Em ambos os casos, adianta o jornal, a UE ficou muito aquém da meta, com apenas 27% da população idosa e menos da metade dos profissionais de saúde vacinados. Para além disso, o bloco também não conseguiu cumprir o cronograma de distribuição de doses previsto.
Ainda assim, este último ponto não é da sua responsabilidade, devendo-se a falhas no fornecimento de vacinas da AstraZeneca, que entregou 70 milhões de doses a menos do que o prometido. Bruxelas espera relançar as campanhas em abril e atingir a meta de 70% da população adulta vacinada até o final do verão.
Dados do Centro Europeu para Controlo e Prevenção de Doenças (ECDC) mostram que apenas 27% da população com mais de 80 anos recebeu as duas doses necessárias para obter imunidade. Adicionalmente, apenas quatro dos 27 estados-membros da UE ultrapassaram o limiar de 80% neste grupo etário (Finlândia, Irlanda, Malta e Suécia) e outros dois (Dinamarca e Portugal) já igualaram esse valor.
No que diz respeito ao setor da saúde, o ECDC dispõe de poucos dados porque apenas 13 países enviaram informações, que indicam que 47% dos profissionais de saúde já foram vacinados e cerca de 61% receberam a primeira dose.
O lento início das campanhas de vacinação tem suscitado preocupação na maioria dos Estados-Membros, nomeadamente tendo em conta o ritmo acelerado em outras partes do mundo, em particular nos Estados Unidos e no Reino Unido, onde 50% e 7,8% da população, respetivamente, já receberam as duas doses da vacina. Na UE, este valor mantém-se em cerca de 6% no final do primeiro trimestre.
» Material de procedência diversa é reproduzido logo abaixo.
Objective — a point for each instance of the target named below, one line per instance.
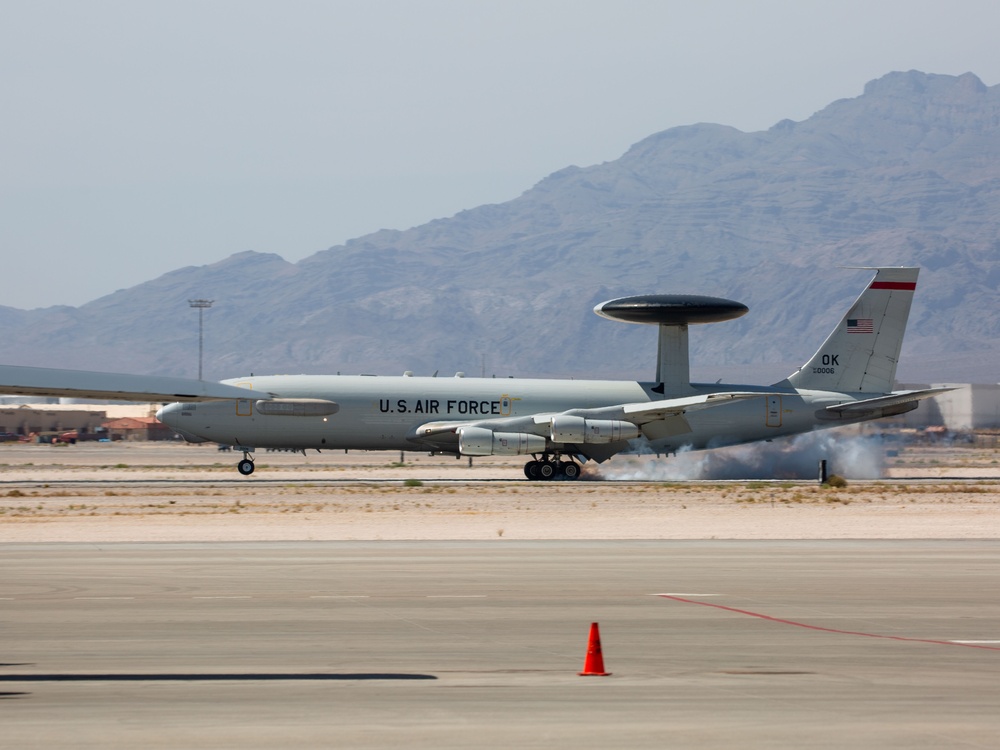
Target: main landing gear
(245, 467)
(551, 468)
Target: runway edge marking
(820, 628)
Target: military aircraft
(558, 423)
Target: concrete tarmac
(759, 644)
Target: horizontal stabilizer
(882, 402)
(42, 381)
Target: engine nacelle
(478, 441)
(569, 429)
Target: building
(138, 428)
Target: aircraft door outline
(773, 418)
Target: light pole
(201, 304)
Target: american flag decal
(860, 325)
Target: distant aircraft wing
(654, 418)
(42, 381)
(857, 408)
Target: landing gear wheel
(571, 470)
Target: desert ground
(136, 492)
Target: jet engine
(568, 429)
(478, 441)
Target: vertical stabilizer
(861, 354)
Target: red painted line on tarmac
(826, 630)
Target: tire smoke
(850, 455)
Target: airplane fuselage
(383, 413)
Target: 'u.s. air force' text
(449, 406)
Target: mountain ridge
(906, 173)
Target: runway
(464, 644)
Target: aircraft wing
(857, 408)
(42, 381)
(638, 414)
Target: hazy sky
(139, 137)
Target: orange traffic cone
(593, 665)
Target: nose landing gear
(245, 467)
(551, 468)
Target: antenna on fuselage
(673, 313)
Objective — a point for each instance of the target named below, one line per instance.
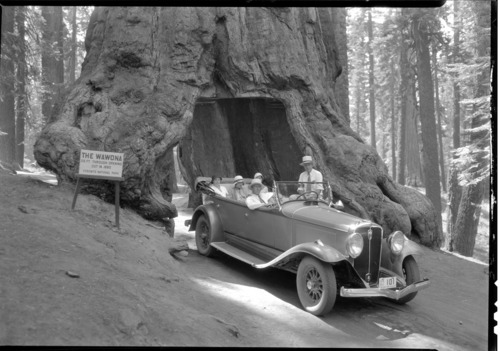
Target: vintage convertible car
(330, 251)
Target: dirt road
(450, 315)
(72, 278)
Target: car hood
(322, 215)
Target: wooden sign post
(101, 165)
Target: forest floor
(70, 277)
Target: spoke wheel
(203, 237)
(411, 274)
(316, 286)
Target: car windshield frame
(288, 191)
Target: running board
(237, 253)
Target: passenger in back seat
(217, 187)
(239, 192)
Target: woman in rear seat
(217, 187)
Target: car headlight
(397, 242)
(354, 245)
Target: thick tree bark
(8, 116)
(72, 55)
(393, 121)
(473, 194)
(227, 85)
(371, 81)
(456, 88)
(468, 219)
(21, 86)
(438, 114)
(427, 116)
(52, 58)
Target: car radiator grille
(367, 264)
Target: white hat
(256, 182)
(238, 179)
(306, 159)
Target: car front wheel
(203, 237)
(316, 286)
(412, 274)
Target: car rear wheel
(411, 274)
(316, 286)
(203, 237)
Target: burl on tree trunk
(239, 90)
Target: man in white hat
(259, 175)
(258, 199)
(310, 175)
(239, 192)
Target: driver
(258, 199)
(310, 175)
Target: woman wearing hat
(239, 192)
(259, 175)
(310, 175)
(217, 187)
(258, 199)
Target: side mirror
(338, 205)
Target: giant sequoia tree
(239, 90)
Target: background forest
(419, 92)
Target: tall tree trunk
(454, 197)
(454, 190)
(456, 88)
(21, 86)
(393, 121)
(8, 116)
(72, 57)
(427, 116)
(413, 143)
(404, 91)
(472, 195)
(371, 73)
(438, 114)
(52, 57)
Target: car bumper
(389, 293)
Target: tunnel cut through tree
(241, 136)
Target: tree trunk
(438, 113)
(8, 116)
(454, 199)
(72, 56)
(373, 137)
(456, 88)
(52, 58)
(240, 90)
(393, 121)
(427, 116)
(21, 86)
(472, 194)
(405, 92)
(467, 219)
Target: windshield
(295, 191)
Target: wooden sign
(101, 164)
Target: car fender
(411, 248)
(210, 212)
(316, 249)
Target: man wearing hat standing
(239, 192)
(258, 199)
(310, 175)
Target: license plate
(386, 283)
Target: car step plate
(237, 253)
(387, 283)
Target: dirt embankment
(72, 278)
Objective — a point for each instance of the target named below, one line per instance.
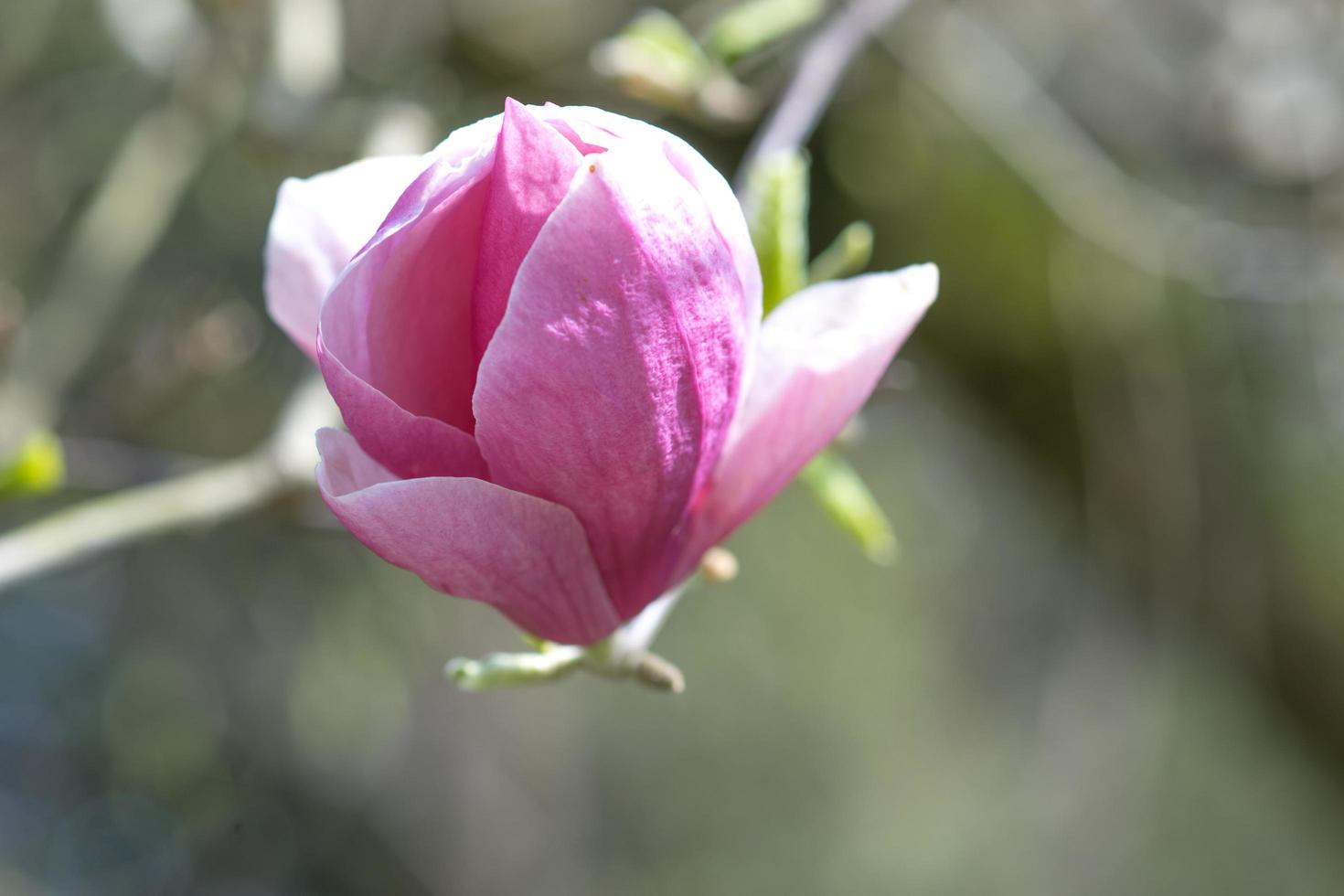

“Até ao final desta semana, 107 milhões de doses terão chegado aos Estados-Membros”, anunciou esta quinta-feira a porta-voz adjunta da Comissão Europeia, Dana Spinant. O número está longe dos mais de 160 milhões de doses inicialmente previstas.
Apesar disso, a BioNTech e a Moderna, duas das farmacêuticas contratadas pela Comissão, cumpriram os fornecimentos prometidos, com 67,5 e 9,8 milhões de doses enviadas, respetivamente. Já a AstraZeneca entregou 29,7 milhões, longe dos quase 100 milhões previstos.
A falta de dose juntou-se à hesitação de algumas autoridades nacionais quanto ao uso da vacina da AstraZeneca, que em vários países tem sido restringida a determinadas faixas etárias, apesar de a Agência Europeia de Medicamentos a considerar segura para todas as idades.